Make 365: Day 8 - Bokeh Filter

If you're any regular to Flickr, you may have noticed that the site has been seized by Bokeh Madness recently. The sudden lust for all things blurry and out of focus was unprecedented, and took many a casual visitor by surprise.

Bokeh? WTF is Bokeh?

Oh, Boke(ぼけ)? Blurry? ..Seriously?

Regardless of the uncharacteristically silent h tacked on at the end, the word has Japanese origins, and refers to a fuzzy, soft quality in things.

It's achieved by framing a nice picture, making sure color and composition are all doing well, and then turning on manual focus, and blurring the crap out of it. Artistically, of course.

I didn't really get it, but then I saw this DIY Photography article that shows you how to shape the blur in your pictures. Okay, that I can appreciate.

Make 365: Day 8 - Bokeh Filter

It took me a bit to understand how it works, but the jist of it is that the blurred out light entering the sensor of your lens is actually shaped by the filter it passes through. So if you put a heart-shaped filter on there, the light enters in a heart shape. Easy enough?

NEED

Camera + lens with low F stop (1.8 is good, higher can work, but will be less awesome)
Black construction paper
Scissors (cheaters can use a hole punch too)
Tape

The filter is all construction paper, which makes it super easy and cheap. You need a nice dark color, so no light can get through.

Trace the shape of your lens on the paper, and then cut the circle out. Make sure it wil be big enough to fit around the lens.

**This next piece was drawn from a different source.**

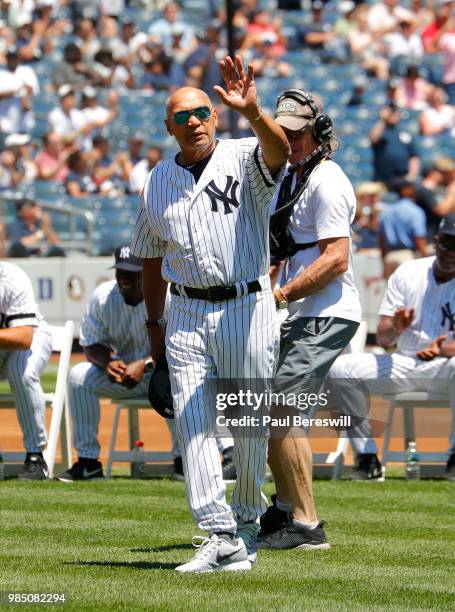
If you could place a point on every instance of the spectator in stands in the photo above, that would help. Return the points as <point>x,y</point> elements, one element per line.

Make 365 - DIY Bokeh Filter

Cut the shape of your choice out of the very center, a hole about the size of a sunflower seed should work for most lenses. Stars and hearts seem to be popular among the Flickr crowd, I went for stars and drops, and I cut them out by hand (uphill both ways, in the snow).

Now, you can either tape the filter straight onto the lens, or cut another strip of paper to wrap around the lens, and give it something to hold onto. I opted for the latter, since that seems to block out more invasive bokeh-brusing light.

Make 365 - DIY Bokeh Filter

Then tape the filter on top, and you're ready to go!

Make 365 - DIY Bokeh Filter

This works best where there are lots of points of light, to give the filter something to distort. Since it doesn't actually change the shape of the picture, some people put a non-blurred out subject in the foreground, but that seems contrary to the fuzzy-fest bokeh fad.

To be sure you're really making a true Bokeh, and not some other boring normal photo, best to make sure that nothing is in focus.

Christmas Bokeh

Bokeh? Yes! From our christmas tree, with a crooked hand-cut star filter

Spider

Bokeh? Well, there's plenty of blur, but see how your eyes can focus on something in the picture? That's a big bokeh no-no. Some people would call it a bokeh anyway, but I'm a purist, so no.

Tree Bokeh

Bokeh? Yes. Sunset outside. Nice and fuzzy.

There you have it - Brilliant Bokeh Magic!

(This guy got smart and used a filter holder. For when tape and construction paper just aren't classy enough.)